Growing a home business? Consider hiring subcontractors to handle your extra work.

When you launched your home business, your primary concern was whether your business would fail.

Using Subcontractors to Grow a Home Business

But now that you have managed to make your company a success, the big question is how you are going to handle all the work without relocating the business out of your house. The solution may easier than you think: Subcontractors.

Small businesses regularly rely on subcontractors to handle work overloads. However, home business owners often ignore the subcontractor option, and instead choose to rent space, hire employees, and increase overhead to grow the business. Although the transition to a traditional small business structure may be the right move in some cases, the subcontractor option is worth exploring because it often gives you the ability to grow the business without significantly increasing your overhead costs.

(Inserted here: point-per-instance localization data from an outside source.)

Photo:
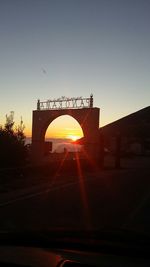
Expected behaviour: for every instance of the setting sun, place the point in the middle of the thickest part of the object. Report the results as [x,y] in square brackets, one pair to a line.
[73,137]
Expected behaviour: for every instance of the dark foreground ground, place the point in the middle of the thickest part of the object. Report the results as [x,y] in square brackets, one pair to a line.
[44,198]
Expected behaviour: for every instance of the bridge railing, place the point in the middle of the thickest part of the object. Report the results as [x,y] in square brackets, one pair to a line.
[66,103]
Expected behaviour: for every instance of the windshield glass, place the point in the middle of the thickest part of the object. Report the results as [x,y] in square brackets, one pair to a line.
[75,143]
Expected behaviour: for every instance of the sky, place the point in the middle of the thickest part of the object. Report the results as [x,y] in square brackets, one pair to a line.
[54,48]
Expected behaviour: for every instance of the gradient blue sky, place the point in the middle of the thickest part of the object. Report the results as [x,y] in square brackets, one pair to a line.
[98,46]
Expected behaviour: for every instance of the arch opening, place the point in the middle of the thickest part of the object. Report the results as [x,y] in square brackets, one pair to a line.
[64,134]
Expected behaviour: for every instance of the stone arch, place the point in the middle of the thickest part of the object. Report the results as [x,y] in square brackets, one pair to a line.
[75,129]
[88,119]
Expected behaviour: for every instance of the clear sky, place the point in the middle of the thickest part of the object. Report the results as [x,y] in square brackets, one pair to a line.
[50,48]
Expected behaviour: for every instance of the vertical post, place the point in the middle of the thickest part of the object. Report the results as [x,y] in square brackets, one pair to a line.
[38,104]
[91,101]
[101,151]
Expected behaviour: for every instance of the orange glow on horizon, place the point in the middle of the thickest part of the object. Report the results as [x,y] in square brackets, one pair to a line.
[65,127]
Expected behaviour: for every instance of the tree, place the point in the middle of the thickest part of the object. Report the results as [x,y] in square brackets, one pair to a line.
[12,143]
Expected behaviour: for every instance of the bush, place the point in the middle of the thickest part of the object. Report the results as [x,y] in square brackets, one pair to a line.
[12,143]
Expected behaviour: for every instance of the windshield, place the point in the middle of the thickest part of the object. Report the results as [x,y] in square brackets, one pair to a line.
[75,143]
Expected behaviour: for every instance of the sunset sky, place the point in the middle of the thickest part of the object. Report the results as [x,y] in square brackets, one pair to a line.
[53,48]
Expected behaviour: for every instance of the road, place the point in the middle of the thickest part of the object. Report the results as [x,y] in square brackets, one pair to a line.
[105,199]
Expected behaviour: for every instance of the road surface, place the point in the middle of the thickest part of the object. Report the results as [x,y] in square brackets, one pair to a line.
[106,199]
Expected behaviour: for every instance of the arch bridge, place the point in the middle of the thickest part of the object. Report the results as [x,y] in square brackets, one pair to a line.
[80,109]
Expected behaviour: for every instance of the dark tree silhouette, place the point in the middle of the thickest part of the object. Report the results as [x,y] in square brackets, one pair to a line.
[12,143]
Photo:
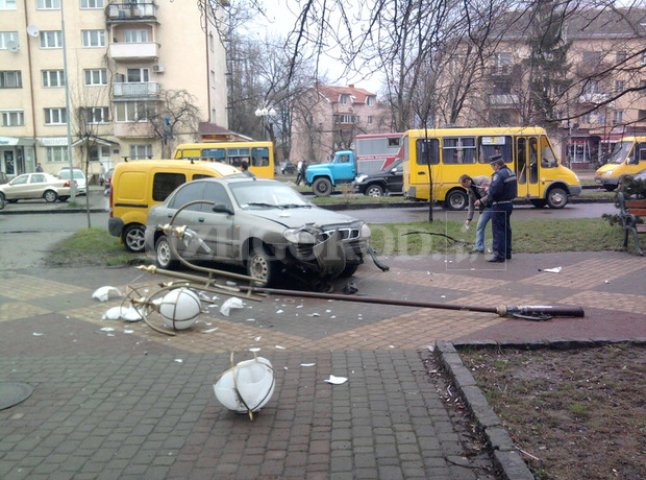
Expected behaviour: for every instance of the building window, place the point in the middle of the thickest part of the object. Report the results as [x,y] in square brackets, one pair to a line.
[12,118]
[7,4]
[56,154]
[141,151]
[51,39]
[93,115]
[55,116]
[138,35]
[53,78]
[96,76]
[7,39]
[49,4]
[138,75]
[131,111]
[11,79]
[92,4]
[502,63]
[93,38]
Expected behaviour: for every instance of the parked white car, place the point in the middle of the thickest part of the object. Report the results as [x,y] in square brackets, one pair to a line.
[79,178]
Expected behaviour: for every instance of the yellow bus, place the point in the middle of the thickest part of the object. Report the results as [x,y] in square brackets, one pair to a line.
[628,157]
[445,154]
[258,155]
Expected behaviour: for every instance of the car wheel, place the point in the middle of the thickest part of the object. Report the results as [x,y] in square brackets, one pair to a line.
[556,198]
[261,267]
[374,190]
[50,196]
[456,200]
[322,187]
[164,254]
[133,237]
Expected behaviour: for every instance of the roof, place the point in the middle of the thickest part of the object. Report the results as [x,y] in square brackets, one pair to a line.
[333,93]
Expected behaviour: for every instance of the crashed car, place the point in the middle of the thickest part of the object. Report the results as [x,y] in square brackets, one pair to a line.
[263,225]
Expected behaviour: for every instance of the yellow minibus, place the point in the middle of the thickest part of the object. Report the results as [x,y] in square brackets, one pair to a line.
[443,155]
[628,157]
[258,155]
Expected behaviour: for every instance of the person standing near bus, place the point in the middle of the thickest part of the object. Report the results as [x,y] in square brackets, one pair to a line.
[476,188]
[502,191]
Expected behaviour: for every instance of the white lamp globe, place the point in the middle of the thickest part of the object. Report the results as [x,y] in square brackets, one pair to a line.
[179,308]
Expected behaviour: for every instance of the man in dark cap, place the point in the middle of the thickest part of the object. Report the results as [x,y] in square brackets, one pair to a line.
[502,191]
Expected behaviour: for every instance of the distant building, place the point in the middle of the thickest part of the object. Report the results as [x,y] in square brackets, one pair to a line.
[326,118]
[122,58]
[599,41]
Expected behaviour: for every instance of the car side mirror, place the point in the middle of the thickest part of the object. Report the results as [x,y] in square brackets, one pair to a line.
[221,208]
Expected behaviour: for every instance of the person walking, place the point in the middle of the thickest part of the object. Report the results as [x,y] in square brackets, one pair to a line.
[476,188]
[502,191]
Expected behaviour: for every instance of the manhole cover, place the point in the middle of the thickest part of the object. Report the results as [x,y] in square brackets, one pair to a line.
[13,393]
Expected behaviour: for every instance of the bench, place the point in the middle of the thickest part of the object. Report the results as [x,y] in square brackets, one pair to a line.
[631,212]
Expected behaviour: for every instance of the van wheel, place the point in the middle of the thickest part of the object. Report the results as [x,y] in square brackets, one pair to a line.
[322,187]
[164,254]
[456,200]
[374,190]
[556,198]
[133,237]
[50,196]
[261,267]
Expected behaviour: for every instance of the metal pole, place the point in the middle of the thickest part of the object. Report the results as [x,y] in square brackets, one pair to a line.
[68,113]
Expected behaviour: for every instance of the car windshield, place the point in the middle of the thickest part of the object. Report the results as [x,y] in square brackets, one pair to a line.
[619,153]
[267,195]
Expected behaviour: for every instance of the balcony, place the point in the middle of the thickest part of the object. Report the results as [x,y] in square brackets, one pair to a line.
[130,12]
[503,100]
[126,52]
[121,90]
[133,130]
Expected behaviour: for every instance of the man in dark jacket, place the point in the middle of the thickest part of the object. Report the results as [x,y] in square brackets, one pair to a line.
[502,191]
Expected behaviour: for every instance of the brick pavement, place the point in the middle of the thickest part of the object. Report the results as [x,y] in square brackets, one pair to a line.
[133,403]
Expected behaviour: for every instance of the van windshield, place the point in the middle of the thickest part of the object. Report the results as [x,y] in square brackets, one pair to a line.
[619,152]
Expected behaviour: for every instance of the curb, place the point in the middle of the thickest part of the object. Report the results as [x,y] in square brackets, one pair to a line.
[505,454]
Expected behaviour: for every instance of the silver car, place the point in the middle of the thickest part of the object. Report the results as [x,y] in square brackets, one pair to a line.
[263,225]
[35,185]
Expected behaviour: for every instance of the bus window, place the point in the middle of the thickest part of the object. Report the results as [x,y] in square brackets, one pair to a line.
[492,146]
[235,156]
[521,166]
[259,157]
[533,160]
[548,159]
[216,154]
[428,151]
[188,153]
[459,150]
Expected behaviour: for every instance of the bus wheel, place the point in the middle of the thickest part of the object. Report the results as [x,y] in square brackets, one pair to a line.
[456,200]
[322,187]
[556,198]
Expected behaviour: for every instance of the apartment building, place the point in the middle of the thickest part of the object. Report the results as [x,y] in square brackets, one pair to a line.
[142,76]
[326,118]
[603,98]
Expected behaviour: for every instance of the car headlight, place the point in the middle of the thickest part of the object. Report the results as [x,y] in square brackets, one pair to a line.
[298,236]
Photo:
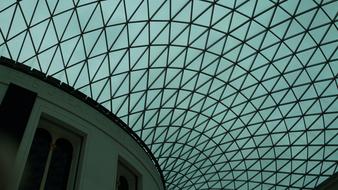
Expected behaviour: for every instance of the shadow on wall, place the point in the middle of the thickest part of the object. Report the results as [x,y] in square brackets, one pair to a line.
[7,155]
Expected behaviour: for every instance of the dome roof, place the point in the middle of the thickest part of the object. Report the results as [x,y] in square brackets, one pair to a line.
[227,94]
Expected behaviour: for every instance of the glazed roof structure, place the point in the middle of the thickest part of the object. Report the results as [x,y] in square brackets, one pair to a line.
[227,94]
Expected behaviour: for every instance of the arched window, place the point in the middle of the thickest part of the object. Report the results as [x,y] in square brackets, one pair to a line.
[123,183]
[59,167]
[36,161]
[126,177]
[52,160]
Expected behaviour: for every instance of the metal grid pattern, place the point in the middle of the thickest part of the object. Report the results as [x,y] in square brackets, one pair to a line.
[227,94]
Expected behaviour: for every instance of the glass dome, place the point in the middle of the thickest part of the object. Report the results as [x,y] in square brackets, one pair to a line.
[227,94]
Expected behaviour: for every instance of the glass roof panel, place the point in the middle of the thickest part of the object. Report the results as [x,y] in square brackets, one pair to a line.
[226,94]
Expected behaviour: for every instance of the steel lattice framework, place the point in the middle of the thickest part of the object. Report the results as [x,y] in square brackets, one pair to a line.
[228,94]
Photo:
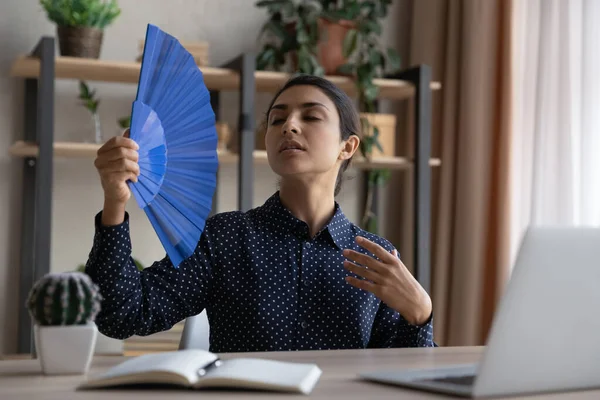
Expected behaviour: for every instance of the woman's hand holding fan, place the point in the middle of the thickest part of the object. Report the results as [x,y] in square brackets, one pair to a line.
[117,163]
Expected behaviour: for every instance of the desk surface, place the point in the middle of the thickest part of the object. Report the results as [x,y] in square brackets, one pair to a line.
[22,379]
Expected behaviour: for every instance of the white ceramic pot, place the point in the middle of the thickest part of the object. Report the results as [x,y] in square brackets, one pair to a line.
[65,350]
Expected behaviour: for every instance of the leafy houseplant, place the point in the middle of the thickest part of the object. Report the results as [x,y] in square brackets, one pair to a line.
[362,58]
[64,307]
[80,24]
[90,102]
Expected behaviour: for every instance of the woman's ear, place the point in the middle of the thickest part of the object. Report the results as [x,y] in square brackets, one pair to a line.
[349,147]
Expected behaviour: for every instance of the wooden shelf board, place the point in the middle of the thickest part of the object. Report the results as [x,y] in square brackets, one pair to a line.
[215,78]
[89,150]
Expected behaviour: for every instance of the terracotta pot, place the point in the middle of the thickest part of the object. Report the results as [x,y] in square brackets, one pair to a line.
[329,47]
[79,41]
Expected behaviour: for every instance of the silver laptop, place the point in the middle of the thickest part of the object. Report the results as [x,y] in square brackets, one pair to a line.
[546,332]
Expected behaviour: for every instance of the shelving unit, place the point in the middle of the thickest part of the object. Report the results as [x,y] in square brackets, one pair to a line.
[38,148]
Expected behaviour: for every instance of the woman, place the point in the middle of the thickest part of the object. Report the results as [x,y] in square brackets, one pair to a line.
[288,275]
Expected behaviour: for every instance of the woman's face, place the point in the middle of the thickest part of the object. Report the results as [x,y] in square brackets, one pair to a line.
[303,133]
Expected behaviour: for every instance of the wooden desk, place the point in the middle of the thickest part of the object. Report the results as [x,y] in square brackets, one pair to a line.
[22,379]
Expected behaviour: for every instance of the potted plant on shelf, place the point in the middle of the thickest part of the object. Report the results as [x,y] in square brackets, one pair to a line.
[299,35]
[64,306]
[80,24]
[293,31]
[90,102]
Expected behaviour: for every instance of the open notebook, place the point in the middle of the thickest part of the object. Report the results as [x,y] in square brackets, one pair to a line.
[199,369]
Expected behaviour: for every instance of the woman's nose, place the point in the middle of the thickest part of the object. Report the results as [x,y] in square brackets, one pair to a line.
[290,127]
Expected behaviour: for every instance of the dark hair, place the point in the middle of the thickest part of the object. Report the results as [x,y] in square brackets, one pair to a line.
[349,118]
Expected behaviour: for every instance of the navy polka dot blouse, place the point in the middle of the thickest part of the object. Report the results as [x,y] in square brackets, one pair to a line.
[266,286]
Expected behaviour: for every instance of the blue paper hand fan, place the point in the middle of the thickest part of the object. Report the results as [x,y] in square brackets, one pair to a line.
[173,123]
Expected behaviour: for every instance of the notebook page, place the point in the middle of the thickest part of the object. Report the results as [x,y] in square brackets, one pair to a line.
[184,362]
[263,374]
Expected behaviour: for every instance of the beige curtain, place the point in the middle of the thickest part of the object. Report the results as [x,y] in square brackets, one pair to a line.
[467,44]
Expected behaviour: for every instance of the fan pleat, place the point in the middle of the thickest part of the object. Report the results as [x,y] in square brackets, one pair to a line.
[174,125]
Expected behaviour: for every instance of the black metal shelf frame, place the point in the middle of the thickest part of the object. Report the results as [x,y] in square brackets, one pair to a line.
[37,171]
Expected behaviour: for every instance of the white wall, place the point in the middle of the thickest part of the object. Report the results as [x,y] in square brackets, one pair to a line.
[77,193]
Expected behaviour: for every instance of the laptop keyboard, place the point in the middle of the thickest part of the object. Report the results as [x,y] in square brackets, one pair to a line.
[465,380]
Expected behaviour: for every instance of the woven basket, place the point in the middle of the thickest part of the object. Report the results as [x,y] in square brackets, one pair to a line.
[75,41]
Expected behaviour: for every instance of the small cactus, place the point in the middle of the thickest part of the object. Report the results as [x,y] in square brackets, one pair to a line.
[69,298]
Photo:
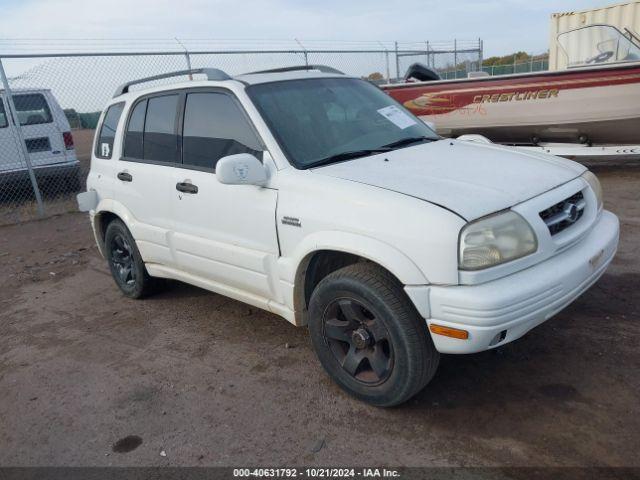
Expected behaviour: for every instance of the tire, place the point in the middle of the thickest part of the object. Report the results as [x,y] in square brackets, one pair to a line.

Here's how it works: As the business owner, you are responsible for running the business, attracting clients, developing a work plan, and overseeing its completion. But instead of doing the work itself, you hire subcontractors to do it for you, giving you the ability to handle more clients at once.

Before you start enlisting subcontractors, you will need to make some changes in the way you operate your business. To be effective, you have to keep your head in the game and implement some common-sense guidelines in your company.

Work with the Best Possible Subcontractors

Your subcontractors represent you and your business to your customers. Hiring low-priced contractors may add to your bottom line, but it may also result in poor workmanship and a diminished reputation in the marketplace. Likewise, when you are swamped with work, the temptation to hire a subcontractor from the yellow pages can be hard to resist. But if you are serious about maintaining quality, your only real option is to vet subcontractors in advance - preferably more than you need in case your workload increases unexpectedly.

Get It in Writing

Hiring a subcontractor without a contract is like trying to float a sailboat without a sail. It just doesn't work. Sooner or later (probably sooner), you will experience a situation in which a subcontractor fails to provide the services you agreed on in the timeframe you provided. A written contract can eliminate any confusion and act as an incentive for your subcontractors to get the job done in a timely manner.

Be Picky About Quality

The act of hiring a subcontractor is only the beginning of the process. Although you won't be doing the work yourself, you will still be responsible for making sure the work is completed according to your standard of quality. The worst thing you can do is to set a subcontractor loose on a project and then walk away from it. Maintain quality by performing regular site visits and insisting that the subcontractor fix any work you consider to be sub-quality.

Be Honest with Your Clients

It's not a sin to hire subcontractors to help meet your clients' needs. As long as you are upfront about the fact that you will use subcontractors to do the work, most clients won't object, especially if you go out of your way to reassure them that you will remain intimately involved in seeing the project through to its completion.